TALL, dark and handsome, and endowed with a natural elegance which inspired his many talents, Christopher Ironside was one of those artists who never receive the full recognition which they deserve. A brilliant draughtsman in a period when draughtsmanship is not appreciated, he brought to his work, whether it was painting or designing or modelling, a polished certainty which reflected the charm of his own character.

We first met as young men just before the last war when we both joined the Home Office camouflage unit which was being formed to tackle the job of making industry less of a bombing target if a war were to come. This was uncharted territory, but Ironside developed a special talent for analysing the shadows cast by the 'saw- tooth' structure of factory roofs and turning them into rows of innocent-looking suburban dwellings. In this new wartime art of illusion, he was able to deploy his inventiveness to great effect, and undoubtedly became one of its best practitioners.

Directly after the war, he worked for a time in the Ministry of Town and Country Planning and then, as the education officer for the then Council of Industrial Design between 1946 and 1948, he helped to plan the post-war policy for the teaching of design in art schools. However, he was soon able to return to his career as a practising artist and inevitably as an art teacher, for the two professions are nowadays inextricably bound together.

At the outbreak of war he had married Janey Acheson - later noted as a fashion designer and professor of fashion design at the Royal College of Art, where he himself taught drawing in the sculpture school for a while. Their daughter Virginia is the well- known journalist, causing her father great pride, which he hid with difficulty.

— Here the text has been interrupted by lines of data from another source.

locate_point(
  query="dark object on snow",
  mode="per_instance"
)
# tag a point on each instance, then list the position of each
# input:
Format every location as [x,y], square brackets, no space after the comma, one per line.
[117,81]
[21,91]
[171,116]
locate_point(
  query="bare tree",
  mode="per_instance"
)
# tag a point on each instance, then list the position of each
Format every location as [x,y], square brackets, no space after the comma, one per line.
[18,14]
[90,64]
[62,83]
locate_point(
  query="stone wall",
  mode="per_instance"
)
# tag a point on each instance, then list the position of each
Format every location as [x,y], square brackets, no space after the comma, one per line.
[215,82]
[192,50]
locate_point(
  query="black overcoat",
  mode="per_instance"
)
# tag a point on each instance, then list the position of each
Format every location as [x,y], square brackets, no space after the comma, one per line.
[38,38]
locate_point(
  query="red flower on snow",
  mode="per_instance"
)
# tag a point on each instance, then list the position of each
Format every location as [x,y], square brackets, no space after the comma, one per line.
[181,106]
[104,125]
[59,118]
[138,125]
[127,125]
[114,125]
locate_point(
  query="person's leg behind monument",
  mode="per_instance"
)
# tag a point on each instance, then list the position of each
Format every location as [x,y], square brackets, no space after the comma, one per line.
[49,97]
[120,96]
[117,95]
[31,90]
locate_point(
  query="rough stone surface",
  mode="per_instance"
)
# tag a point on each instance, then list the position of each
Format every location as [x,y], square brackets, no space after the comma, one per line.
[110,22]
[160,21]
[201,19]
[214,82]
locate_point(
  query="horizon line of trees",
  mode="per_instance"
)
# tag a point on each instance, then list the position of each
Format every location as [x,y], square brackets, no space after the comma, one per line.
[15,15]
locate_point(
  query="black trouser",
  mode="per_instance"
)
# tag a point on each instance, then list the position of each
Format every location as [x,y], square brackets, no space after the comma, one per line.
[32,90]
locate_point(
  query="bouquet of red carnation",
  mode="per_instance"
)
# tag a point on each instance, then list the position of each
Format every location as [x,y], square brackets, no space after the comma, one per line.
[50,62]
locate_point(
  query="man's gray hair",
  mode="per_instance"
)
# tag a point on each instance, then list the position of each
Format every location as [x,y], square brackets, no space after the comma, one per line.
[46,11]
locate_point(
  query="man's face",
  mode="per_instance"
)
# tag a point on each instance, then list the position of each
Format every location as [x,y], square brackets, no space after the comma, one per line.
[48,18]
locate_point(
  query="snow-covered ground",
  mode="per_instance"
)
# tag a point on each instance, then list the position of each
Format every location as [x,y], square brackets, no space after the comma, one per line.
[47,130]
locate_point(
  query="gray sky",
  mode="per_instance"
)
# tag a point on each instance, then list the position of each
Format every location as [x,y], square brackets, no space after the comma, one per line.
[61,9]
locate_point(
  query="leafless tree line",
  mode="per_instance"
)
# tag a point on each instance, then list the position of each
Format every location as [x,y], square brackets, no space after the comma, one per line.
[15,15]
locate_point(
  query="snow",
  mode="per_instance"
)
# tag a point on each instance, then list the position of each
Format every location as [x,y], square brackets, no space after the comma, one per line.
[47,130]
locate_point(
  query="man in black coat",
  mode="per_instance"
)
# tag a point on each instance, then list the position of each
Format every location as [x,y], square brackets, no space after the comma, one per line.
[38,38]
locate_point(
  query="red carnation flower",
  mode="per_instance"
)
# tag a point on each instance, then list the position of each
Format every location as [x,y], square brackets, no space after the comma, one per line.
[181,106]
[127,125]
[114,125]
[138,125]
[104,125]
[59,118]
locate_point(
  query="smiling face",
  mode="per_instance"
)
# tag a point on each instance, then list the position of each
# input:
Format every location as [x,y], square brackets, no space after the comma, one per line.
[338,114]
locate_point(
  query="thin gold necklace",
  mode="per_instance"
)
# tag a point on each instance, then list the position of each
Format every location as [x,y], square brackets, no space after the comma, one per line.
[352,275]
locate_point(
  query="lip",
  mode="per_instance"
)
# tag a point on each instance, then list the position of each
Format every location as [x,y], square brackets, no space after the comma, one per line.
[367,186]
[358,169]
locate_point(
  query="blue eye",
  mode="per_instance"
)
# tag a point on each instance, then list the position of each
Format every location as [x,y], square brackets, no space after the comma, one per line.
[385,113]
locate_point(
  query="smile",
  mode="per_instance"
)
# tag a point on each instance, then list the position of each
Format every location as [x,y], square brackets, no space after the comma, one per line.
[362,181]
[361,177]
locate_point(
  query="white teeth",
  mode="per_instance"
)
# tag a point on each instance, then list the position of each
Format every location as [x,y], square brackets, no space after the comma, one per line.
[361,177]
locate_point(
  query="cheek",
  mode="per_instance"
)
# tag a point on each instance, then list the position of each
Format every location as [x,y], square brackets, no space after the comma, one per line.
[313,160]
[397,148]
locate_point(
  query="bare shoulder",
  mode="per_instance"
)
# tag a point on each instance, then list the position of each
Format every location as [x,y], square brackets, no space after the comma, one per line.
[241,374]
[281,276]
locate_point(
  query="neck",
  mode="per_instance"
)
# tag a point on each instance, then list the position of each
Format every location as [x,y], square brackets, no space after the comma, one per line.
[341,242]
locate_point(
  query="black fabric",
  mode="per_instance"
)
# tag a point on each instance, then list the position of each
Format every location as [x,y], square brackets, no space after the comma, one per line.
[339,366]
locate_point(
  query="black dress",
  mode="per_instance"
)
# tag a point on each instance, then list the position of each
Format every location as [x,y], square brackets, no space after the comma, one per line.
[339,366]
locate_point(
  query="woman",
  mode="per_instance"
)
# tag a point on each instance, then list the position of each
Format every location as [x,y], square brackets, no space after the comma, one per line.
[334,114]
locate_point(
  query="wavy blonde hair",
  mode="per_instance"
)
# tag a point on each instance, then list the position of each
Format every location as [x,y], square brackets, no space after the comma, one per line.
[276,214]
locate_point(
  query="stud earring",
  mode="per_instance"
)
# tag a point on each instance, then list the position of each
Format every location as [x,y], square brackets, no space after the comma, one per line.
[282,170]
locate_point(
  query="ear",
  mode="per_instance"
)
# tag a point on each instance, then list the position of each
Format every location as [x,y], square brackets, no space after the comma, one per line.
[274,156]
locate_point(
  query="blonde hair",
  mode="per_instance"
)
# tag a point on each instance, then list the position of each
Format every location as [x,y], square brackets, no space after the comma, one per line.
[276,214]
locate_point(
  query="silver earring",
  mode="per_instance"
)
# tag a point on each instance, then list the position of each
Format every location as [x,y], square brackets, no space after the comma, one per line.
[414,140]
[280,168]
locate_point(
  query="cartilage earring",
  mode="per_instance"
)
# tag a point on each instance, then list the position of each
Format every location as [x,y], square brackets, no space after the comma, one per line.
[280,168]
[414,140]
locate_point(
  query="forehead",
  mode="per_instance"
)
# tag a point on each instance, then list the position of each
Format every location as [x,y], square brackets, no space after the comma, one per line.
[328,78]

But Christopher Ironside made his main mark as a teacher - which was considerable - at Maidstone School of Art, where he used Quentin Crisp, before he became well-known, as a model. He delighted hugely in that flamboyant personality, with whom he used to travel down to Maidstone by train, greatly enjoying the sensation they caused, and reporting with relish the outrageous witticisms that poured out of his companion.

All the while he continued with his own work, developing as a painter and sculptor, though circumstances decreed that his great success, which established his reputation, was the design of the new decimal coinage in 1971; a commission which caused him much heart- break and anguish, with endless alterations, amendments and alternatives demanded by the authorities at the Royal Mint. These he survived, and he was justly proud of his achievement. It led to a series of commissions for new national coinages from Tanzania, Brunei, Qatar, Dubai and Singapore, causing him to lament, 'No sooner have I sent off a series of drawings for approval than either the head of state is assassinated or there's a coup d'etat and I've got to start all over again.'

But his commissions were in fact very varied, ranging from oil-paintings and water-colours to the memorial for the Earl and Countess Mountbatten of Burma in Westminster Abbey. He also collaborated with his older brother Robbie, a mysteriously gifted artist, to whom he was devoted and whose early death came as a terrible blow, in a series of exhibition and stage designs including those for Frederick Ashton's production of the ballet Sylvia for the Sadler's Wells Ballet at Covent Garden in 1952.

His marriage to Janey was eventually dissolved and in 1961 he married Jean Marsden. It was a marriage which proved a turning-point in his self-fulfilment, and enabled him to realise himself both as a husband and a parent. With their three children, Kate, Sukie and Christian, they formed a united and loving family, the ideal background for the development of his rare talents.

We met for the last time a few weeks ago, at a camouflage reunion dinner. In spite of the physical disabilities he had endured with great gallantry for some time past he appeared to be his usual debonair self, amused by the nostalgia and amusing with his gift as a raconteur.